Credit card troubles often start in college and so this month the Treasury Department is targeting 18-24 year olds with a new ad campaign. Rachel Dornhelm reports.


Woman: This is nice.

Man: I was hoping you’d like it. It’s my special restaurant….

Waiter: I’m sorry, sir, but it appears that your credit card has been declined. (into megaphone) Did everyone hear that? This person here: credit card declined!

Rachel Dornhelm: Does this ad make you think twice about using a credit card? The Treasury department certainly hopes so, especially if you’re a young adult.

Kathy Crosby is a senior vice president at the Ad Council. She says a year of research showed the Treasury 18-24 year olds don’t understand the pitfalls of credit cards.

Kathy Crosby: They all associated poor credit and poor credit scores with way in the future and that’s not going to be relevant to me because I’m going to be making so much money that it doesn’t really matter what I do now.

A recent study found 90 percent of college students have credit cards. More than half of them rack up $5,000 in credit card debt while in school.

Crosby says the new ad campaign warns what can happen if they have bad credit. Future employers could turn them down. They could find it difficult to buy a car. Or, as in this ad, even to find a place to live:

Woman 1: Thank you so much for showing me another apartment. That last apartment looks more like a tool shed.

Woman 2: That’s because it was a tool shed dear.

The ads got the thumbs up from some students like UC Berkeley junior Andrew Parero.

Andrew Parero: I have friends — I’m 22 — and I have friends who are already in pretty bad debt with credit cards and I’ve just been like, I don’t have one. That’s my solution. I don’t even want that temptation.

Not everyone’s lucky enough to be able to live without a credit card. Imari Childs is a senior at Berkeley.

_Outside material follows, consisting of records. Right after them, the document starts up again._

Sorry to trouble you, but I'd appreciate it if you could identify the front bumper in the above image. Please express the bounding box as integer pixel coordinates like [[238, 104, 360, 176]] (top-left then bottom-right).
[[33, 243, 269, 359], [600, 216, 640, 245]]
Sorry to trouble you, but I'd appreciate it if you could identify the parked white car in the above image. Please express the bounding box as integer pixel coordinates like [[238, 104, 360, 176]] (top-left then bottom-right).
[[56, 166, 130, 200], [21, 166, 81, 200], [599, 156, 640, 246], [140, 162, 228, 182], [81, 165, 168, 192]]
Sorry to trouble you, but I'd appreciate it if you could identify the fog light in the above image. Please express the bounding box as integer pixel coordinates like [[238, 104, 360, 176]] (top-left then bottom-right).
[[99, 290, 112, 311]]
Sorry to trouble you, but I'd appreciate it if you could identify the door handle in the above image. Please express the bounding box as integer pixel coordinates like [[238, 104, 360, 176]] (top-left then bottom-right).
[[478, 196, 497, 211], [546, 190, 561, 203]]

He says the ads didn’t resonate with him because they showed kids overspending on things like snowboards.

Imari Childs: It made it seem as though students were getting things that were frivolous and that wasn’t necessarily needed, when my experience when using credit cards was things that were necessities.

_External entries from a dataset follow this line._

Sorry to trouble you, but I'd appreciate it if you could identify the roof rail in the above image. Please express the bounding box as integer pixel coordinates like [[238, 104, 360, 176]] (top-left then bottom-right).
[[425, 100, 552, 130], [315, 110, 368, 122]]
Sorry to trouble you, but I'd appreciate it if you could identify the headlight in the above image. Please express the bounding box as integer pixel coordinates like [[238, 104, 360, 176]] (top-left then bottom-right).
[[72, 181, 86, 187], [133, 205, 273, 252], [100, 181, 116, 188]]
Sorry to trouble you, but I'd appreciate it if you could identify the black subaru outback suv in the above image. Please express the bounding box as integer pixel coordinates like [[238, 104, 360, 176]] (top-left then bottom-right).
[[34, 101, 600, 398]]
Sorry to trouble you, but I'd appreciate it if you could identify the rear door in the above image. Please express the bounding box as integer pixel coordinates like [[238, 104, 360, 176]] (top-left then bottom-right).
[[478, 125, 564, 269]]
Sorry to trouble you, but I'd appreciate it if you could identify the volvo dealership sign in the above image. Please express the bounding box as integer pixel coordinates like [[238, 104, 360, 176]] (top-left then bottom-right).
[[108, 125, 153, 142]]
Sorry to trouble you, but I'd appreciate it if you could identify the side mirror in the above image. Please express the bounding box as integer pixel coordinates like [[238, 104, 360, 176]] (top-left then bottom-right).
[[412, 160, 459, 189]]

Childs says he built up $4,000 in debt from buying food and train passes. He had to take a year off school to pay the debt down. Childs says he’d like to see campuses offer to teach students about credit.

Robert Bugai writes about credit card marketing. He says the credit card companies do offer some education but not much.

Robert Bugai: The money spent to let students know more about how to manage their money is very small. It’s pocket change compared to the actual marketing of credit cards to students and it’s always been that way.

But times do change. The Ad Council’s Crosby points out that the headlines recently have shown clearly the dangers of binging on credit.

Crosby: Well, as we like to say, this is certainly a teachable moment.

She says all the news about Wall Street’s woes may make students more receptive to an ad campaign warning them about the dangers of debt.

In Berkeley, I’m Rachel Dornhelm for Marketplace Money.